Men are worse drivers, but only slightly

This is a Jupyter Notebook for analyzing the traffic collision data available for Los Angeles County through TIMS. The analysis uses the Pandas package in Python:

In [3]:
import pandas

The data can be downloaded from TIMS with a user account. Only ~5000 collisions may be downloaded at a time. This allows for about one month worth of data for Los Angeles County.

Here, the data for the parties involved in traffic collisions fron January 2012 in Los Angeles County is used.

In [4]:
#Load the data, show data size

data = pandas.read_csv('Jan12Parties.csv')
data.shape
Out[4]:
(8893, 34)

There were 8893 parties in recorded accidents in Los Angeles County in Jan 2012. This database records all parties involved in a collision: perpetrator, victim, affected bystanders etc.

In [5]:
# What does the data look like? limit to first five rows

data.iloc[:5,:]
Out[5]:
CASEID PARNUM PTYPE ATFAULT PSEX PAGE PSOBER PDRUG PDIRECT PSAFETY1 ... VEHYEAR VEHMAKE VEHTYPE CHPTYPE1 CHPTYPE2 PRACE INATTN TRUCKCMB TRAILRCMB YEAR_
0 5980867 1 1 Y M 57 A - S L ... 1997 HONDA A 01 00 B NaN - - 2012
1 5980827 2 1 Y M 18 A - S L ... 1996 FORD A 01 00 W NaN - - 2012
2 5980827 1 1 N F 56 A - S M ... 2001 KIA A 07 00 B NaN - - 2012
3 5980823 2 1 N F 31 A - N M ... 2005 NISSAN A 01 00 O NaN - - 2012
4 5980823 1 2 Y M 50 G G W - ... 0 - N 60 00 B NaN - - 2012

5 rows × 34 columns

Querying a Pandas DataFrame

Pandas DataFrames can be queried in a way which is conceptually (though not syntactically) similar to SQL databases.
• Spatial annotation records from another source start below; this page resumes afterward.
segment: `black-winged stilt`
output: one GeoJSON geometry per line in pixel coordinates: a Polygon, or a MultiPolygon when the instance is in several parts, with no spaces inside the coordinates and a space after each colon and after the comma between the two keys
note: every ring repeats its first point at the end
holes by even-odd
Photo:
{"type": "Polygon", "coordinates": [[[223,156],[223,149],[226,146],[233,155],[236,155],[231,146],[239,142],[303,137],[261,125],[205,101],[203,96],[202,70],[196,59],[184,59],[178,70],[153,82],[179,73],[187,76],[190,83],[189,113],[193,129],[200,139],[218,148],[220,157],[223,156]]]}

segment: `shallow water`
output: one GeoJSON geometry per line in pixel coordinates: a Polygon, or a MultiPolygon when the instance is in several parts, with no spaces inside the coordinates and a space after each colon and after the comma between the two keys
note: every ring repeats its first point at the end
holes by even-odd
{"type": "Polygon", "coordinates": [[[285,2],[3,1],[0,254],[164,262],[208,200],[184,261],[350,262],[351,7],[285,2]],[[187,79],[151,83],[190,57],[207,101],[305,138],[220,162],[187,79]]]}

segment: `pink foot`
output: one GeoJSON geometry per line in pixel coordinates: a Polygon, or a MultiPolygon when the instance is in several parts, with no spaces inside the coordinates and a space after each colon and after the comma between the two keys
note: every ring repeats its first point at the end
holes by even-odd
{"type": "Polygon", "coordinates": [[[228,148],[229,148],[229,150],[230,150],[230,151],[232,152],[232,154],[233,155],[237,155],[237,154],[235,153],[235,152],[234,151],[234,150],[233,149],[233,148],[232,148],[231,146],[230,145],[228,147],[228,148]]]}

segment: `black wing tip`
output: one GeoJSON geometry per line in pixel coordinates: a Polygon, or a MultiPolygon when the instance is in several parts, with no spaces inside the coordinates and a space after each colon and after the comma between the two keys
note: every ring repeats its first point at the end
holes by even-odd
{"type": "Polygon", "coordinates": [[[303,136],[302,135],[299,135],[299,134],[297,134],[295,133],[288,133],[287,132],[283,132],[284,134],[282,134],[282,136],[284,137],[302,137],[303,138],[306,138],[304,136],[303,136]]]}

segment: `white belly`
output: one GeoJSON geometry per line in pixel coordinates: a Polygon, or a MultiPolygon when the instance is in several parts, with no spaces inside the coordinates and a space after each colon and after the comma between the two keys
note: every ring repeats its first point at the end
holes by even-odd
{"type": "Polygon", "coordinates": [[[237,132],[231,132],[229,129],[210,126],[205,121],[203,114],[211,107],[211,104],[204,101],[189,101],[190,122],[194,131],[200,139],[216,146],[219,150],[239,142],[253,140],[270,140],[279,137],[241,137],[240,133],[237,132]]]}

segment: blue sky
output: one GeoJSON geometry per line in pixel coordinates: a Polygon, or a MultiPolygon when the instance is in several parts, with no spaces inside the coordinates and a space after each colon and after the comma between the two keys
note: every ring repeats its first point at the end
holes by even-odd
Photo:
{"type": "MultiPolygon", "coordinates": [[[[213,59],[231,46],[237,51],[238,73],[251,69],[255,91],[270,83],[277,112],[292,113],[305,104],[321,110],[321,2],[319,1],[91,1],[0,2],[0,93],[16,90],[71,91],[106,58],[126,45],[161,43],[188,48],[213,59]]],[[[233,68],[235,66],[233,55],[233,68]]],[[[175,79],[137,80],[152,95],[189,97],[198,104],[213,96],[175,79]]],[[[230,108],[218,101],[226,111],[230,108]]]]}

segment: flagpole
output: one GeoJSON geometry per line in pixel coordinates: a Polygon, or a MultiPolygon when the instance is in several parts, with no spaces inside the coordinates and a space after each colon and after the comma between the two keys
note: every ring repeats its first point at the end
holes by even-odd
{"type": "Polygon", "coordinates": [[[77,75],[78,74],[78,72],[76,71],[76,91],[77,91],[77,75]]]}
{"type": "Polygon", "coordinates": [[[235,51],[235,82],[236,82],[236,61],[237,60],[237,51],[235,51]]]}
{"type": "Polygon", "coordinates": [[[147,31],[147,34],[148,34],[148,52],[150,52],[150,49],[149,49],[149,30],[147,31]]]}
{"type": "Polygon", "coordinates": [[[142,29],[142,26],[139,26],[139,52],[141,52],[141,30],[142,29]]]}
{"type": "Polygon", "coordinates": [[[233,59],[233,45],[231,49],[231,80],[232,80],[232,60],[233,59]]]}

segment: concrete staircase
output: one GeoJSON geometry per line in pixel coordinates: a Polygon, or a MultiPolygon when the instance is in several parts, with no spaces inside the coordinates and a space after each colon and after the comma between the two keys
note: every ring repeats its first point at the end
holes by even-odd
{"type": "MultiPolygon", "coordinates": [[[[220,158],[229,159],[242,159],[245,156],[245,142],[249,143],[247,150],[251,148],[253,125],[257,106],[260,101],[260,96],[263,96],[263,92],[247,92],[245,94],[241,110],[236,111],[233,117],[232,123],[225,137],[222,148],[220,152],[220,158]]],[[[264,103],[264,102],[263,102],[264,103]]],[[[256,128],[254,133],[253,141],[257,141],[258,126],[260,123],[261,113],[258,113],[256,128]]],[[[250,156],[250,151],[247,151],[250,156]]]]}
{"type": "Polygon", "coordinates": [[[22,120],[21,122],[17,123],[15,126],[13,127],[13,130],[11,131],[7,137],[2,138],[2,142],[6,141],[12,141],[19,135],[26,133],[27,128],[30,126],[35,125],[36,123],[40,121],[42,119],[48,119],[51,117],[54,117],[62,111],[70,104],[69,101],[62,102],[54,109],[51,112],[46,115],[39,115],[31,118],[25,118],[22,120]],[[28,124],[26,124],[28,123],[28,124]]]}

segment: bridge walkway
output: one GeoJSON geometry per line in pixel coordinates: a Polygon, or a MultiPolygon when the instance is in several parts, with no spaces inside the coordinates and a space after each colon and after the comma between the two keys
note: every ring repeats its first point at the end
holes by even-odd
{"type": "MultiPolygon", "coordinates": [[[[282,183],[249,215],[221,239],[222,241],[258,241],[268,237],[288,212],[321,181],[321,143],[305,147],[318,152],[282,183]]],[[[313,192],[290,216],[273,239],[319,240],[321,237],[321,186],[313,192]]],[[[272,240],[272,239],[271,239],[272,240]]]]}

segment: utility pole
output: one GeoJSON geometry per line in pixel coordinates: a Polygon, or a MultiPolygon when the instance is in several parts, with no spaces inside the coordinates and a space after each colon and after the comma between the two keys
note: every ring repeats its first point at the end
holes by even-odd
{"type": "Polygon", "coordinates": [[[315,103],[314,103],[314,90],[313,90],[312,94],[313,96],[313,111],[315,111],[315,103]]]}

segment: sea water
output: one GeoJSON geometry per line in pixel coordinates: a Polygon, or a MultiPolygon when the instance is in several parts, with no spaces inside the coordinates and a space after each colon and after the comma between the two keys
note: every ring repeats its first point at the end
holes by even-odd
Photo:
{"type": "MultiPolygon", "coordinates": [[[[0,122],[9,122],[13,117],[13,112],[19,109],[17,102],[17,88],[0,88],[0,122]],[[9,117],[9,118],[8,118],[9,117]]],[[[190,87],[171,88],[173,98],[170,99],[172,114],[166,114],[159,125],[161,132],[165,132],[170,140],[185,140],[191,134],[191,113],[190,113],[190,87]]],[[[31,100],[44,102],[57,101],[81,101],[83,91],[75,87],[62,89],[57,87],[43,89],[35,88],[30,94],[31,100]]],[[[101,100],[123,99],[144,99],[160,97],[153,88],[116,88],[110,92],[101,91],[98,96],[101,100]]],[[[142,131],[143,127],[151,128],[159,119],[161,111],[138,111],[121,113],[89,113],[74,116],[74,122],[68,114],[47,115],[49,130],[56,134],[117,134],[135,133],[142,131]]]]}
First, let's count up the total number of incidents (unique CASEID), and compare that to the number of parties.

In [5]:
cases = data.CASEID.nunique()
cases
Out[5]:
4146

So there were 4146 cases (collisions) and 8893 parties. That means an average of 8893/4146 = 2.14 parties per case.

Next, we will group by sex and fault, then count the entries with each unique combination of levels on these columns.

In [8]:
#Count parties by sex & fault

faultgender = data.groupby(['ATFAULT','PSEX']).count().iloc[:,[0]].rename(columns = {'CASEID':'counts'})
faultgender
Out[8]:
counts
ATFAULT PSEX
N - 481
F 1938
M 2577
Y - 297
F 1369
M 2231
In [9]:
fg = faultgender.reset_index()
fg = fg[fg.PSEX != '-']
fg
Out[9]:
ATFAULT PSEX counts
1 N F 1938
2 N M 2577
4 Y F 1369
5 Y M 2231
In [10]:
#relative probabilites?

float(2231)/(1369+2231)/0.5
Out[10]:
1.2394444444444443

Correcting for confounders

This would seem to indicate that men are ~24% more likely to cause accidents, based on the assumption that men and women are equal portions of the population. However, due to the confounder of men being more likely to drive (due to driving/delivery occupations etc.) this is probably not quite true.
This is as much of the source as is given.